The following three of these factors are important from investment strategy
view point.
1. Outbreak of coronavirus
in China is threatening to become a global pandemic causing massive disruption
in global trade and commerce. The virus has spread to many Asian and European
countries. From the assessment of various agencies like IMF, WHO and ADB etc.,
I assume that the outbreak may materially impact the global economy.
Consequently, the deflationary pressure in the global markets
has increased leading to higher demand for safe haven assets like USD, US
Treasuries, Gold etc.
Most global central bankers had already begun to moderate their
policy stance in 2019 itself. This event may prompt them to further enhance the
monetary stimulus.
2. The RBI has implemented
a paradigm shift in its policy regime. After experimenting with the monetary
policy for few years, it has now reverted to management of comprehensive credit
policy with supporting growth as the primary objective.
The latest policy tools brought into use by RBI (Long Term Repo
Operation or LTRO) and postponement of Gilt maturities through operation twist
have added significant monetary stimulus to the financial system. LTRO has
virtually pegged the short term cost of funds for banks to the repo rate of
5.15%. Operation twist has on one hand reduced the amount of gross borrowing by
the government through postponement of maturities, on the other hand it has
eased the long term borrowing cost for corporates by keeping benchmark yields
under check. For a change the transmission of policy is accelerated and
effective.
3. Pricing power seems to
be returning with the producers. Sectors like cement, telecom, FMCG etc have
shown encouraging trend of price hikes even in the slow demand periods. The
3QFY20 corporate results therefore had fewer disappointments, though macro
economic data continued to remain poor.
In my view, under these circumstances, it is highly likely that
we may see our financial markets tracking the trends seen in US, Japan and Some
European markets during 2010-2017. Persistent downward pressure on yields shall
keep both the bonds and equities buoyed. At some point in time the real estate
shall also attract buoyancy, given poor yields and abundant liquidity.

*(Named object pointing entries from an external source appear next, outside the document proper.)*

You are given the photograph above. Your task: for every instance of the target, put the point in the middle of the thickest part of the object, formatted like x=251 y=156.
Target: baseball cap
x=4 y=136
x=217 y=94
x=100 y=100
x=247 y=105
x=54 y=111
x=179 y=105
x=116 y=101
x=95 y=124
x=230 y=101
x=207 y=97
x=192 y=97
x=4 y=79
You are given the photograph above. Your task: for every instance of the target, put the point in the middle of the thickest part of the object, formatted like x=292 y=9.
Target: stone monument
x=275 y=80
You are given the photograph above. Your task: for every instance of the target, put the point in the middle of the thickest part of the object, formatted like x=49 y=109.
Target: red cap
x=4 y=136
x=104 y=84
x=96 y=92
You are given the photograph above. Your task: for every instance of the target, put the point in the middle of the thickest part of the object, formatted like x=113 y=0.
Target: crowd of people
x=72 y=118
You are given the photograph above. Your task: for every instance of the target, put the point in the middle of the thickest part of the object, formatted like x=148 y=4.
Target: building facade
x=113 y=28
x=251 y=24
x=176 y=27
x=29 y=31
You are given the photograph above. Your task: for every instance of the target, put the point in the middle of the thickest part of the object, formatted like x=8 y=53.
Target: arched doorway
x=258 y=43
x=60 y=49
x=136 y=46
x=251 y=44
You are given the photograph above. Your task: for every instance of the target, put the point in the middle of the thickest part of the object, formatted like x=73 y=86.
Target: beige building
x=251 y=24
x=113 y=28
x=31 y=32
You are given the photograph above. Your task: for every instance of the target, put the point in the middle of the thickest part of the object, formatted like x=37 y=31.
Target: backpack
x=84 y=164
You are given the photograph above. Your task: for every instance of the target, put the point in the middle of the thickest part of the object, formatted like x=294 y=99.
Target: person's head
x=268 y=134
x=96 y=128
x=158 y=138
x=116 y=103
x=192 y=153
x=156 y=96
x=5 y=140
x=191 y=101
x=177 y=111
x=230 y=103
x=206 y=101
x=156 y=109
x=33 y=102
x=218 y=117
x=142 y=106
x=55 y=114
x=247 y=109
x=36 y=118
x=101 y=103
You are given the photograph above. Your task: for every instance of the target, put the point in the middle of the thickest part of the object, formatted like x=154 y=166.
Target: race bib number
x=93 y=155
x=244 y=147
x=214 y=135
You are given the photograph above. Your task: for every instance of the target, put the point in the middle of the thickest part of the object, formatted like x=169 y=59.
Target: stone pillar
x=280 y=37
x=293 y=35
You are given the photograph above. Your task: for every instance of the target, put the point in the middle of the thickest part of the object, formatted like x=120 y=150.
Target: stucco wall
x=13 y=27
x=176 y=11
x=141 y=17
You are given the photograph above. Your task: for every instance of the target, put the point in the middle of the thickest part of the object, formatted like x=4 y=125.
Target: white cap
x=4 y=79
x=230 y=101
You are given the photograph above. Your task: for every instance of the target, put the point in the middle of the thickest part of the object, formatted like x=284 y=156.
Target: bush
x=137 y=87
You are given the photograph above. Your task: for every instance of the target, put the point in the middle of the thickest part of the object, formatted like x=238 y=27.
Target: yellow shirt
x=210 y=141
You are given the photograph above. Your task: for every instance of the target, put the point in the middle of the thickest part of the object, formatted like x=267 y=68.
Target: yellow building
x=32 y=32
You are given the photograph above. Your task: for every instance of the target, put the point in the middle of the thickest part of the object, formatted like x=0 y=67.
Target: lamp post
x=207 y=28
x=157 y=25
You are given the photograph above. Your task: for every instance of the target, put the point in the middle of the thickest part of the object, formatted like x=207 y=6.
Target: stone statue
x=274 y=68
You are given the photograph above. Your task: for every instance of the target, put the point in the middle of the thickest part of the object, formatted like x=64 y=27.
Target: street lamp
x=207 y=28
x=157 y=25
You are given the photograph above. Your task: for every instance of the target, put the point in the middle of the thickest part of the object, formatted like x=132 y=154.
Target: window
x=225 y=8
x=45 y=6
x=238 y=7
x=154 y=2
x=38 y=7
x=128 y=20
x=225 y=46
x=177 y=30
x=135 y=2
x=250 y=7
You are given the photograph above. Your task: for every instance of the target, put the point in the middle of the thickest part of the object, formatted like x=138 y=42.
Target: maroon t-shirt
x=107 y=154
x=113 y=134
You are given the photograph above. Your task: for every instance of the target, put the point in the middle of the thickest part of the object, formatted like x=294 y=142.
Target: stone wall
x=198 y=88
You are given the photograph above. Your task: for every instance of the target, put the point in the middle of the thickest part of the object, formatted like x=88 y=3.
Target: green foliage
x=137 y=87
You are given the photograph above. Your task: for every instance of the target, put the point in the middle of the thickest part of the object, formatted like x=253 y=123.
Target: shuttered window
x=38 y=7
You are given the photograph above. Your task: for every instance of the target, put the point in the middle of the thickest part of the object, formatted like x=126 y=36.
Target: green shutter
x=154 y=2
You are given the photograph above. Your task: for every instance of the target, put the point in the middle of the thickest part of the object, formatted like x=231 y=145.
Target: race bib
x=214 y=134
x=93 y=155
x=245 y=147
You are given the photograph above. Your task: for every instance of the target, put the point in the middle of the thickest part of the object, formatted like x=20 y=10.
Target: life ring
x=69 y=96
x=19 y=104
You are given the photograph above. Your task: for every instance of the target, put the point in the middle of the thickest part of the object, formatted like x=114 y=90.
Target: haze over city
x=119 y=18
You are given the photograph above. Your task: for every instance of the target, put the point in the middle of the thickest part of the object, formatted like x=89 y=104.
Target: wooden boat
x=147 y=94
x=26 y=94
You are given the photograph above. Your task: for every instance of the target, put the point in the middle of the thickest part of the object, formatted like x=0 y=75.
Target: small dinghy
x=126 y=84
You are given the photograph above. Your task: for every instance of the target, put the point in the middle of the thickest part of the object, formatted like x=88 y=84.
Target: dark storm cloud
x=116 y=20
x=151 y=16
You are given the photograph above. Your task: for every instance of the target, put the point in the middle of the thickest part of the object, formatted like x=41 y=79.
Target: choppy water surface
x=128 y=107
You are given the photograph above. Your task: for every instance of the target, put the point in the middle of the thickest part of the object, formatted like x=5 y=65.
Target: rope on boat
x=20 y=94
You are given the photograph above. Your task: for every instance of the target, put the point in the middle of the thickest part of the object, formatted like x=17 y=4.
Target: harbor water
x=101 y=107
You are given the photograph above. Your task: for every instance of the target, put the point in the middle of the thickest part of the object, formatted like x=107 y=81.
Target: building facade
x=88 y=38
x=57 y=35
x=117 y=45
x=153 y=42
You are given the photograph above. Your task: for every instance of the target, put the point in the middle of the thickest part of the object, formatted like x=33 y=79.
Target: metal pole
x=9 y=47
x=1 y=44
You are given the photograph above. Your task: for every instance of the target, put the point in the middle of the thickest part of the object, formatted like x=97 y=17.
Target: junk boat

I am therefore inclined to change my investment strategy and
goals as follows:
A. Upgrade both
equities (to OW) and debt (to EW) from UW earlier.
B. Sell gold and
add real estate (REITs, Realty Company equities)
C. Increase overweight on AMC and Insurance sectors.
I am assuming further weakness in USDINR to an average of
72.50-72.75 this year. I shall effect these changes over next 5 weeks.